Je retrouve d'ailleurs un discours de Paul VI, où il indique les deux raisons du choix de Saint Benoît : foi et unité ("deux motifs qui font toujours désirer l'austère et douce présence de saint Benoît parmi nous : la foi, que lui et son ordre ont prêchée dans la famille des peuples, spécialement dans la famille Europe, la foi chrétienne, la religion de notre civilisation, celle de la sainte Eglise, mère et éducatrice des nations, et l'unité par laquelle le grand moine solitaire et social nous a appris à être frères, et par laquelle l'Europe fut la chrétienté. Foi et unité, que pourrions-nous souhaiter de meilleur pour le monde entier, et spécialement pour cette portion de choix qu'est l'Europe ? Qu'y a-t-il de plus moderne et de plus urgent, de plus difficile et de plus contrarié, de plus nécessaire et de plus utile pour la paix? [...] Il est donc naturel que Nous aussi Nous donnions Notre plein assentiment à ce mouvement qui tend à réaliser l'unité de l'Europe.")
Le rêve européen vu du côté catholique c'est donc celui de la chrétienté renaissante.
Saint Benoît est d'ailleurs plus patron que les autres, car il est, lui, "patron principal de toute l'Europe". Que celui qui confond ce titre avec celui de capo dei capi sorte tout de suite.
On trouve aussi en ligne le discours de désignation de trois co-patronnes de l'Europe, prononcé par Jean-Paul II.
Il y donne ordre aux catholiques et aux chrétiens en général d'ailleurs de poursuivre la construction européenne : "les chrétiens sont appelés à en prendre une conscience renouvelée afin d'en montrer les potentialités permanentes.

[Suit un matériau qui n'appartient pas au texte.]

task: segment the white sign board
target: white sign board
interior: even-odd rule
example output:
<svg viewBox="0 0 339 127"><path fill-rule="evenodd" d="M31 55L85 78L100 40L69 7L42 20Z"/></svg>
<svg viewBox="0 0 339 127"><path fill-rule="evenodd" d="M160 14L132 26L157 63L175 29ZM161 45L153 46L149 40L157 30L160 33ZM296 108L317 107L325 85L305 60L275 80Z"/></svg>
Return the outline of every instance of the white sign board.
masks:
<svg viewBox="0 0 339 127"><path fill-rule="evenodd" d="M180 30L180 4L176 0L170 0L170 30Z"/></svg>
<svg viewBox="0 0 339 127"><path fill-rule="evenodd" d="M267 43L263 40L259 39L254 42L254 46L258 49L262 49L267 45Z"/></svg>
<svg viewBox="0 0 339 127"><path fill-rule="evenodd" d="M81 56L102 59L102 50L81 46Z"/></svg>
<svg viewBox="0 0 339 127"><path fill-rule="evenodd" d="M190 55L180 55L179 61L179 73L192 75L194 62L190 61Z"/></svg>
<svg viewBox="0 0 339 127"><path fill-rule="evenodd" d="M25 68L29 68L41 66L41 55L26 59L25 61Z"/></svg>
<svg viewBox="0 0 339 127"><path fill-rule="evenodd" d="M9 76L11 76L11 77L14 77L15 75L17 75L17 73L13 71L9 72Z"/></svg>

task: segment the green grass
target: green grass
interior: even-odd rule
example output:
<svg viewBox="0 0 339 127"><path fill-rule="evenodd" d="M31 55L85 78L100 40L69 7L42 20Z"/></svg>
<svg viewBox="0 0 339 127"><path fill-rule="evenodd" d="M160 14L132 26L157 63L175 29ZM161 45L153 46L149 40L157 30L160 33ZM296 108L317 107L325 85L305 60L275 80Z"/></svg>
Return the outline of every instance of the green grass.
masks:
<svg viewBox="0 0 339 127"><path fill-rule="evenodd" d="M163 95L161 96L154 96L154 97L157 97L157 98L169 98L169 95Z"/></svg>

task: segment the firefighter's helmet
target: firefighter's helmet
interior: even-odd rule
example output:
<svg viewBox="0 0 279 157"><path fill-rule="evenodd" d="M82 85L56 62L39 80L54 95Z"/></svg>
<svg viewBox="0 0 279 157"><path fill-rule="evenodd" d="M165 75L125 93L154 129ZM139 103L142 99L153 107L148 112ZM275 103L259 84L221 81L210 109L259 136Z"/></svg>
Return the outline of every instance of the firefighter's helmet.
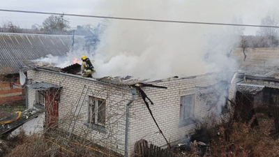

Ils ont le devoir d'apporter à la construction de l'Europe une contribution spécifique, qui aura d'autant plus de valeur et d'efficacité qu'ils sauront se renouveler à la lumière de l'Évangile."
A mon avis les feujs et les arabes ne sont, dans ce projet, que des accessoires "dans l'histoire complexe de l'Europe, le christianisme représente un élément central et caractéristique, renforcé par le solide fondement de l'héritage classique et des contributions multiples apportées par divers mouvements ethniques et culturels qui se sont succédé au cours des siècles."
De là à imaginer que l'ensemble des athées, libre-penseurs, démocrates non religieux et autres partisans d'une Europe, autre ou pas, ne sont que les idiots utiles d'un vaste complot catholique, il n'y a qu'un pas. Je ne le franchirai pas, le sujet est certainement plus complexe que cela. Mais cette dimension catholique du projet européen mérite de ne pas être oubliée.
Elle peut aussi par exemple parfaitement aider à comprendre le rôle de l'euro : cette monnaie inadaptée fait souffrir tous ceux qui l'adoptent, mais comme c'est un symbole d'unité, elle vaut que l'on y sacrifie. Et plus le sacrifice est grand, mieux c'est.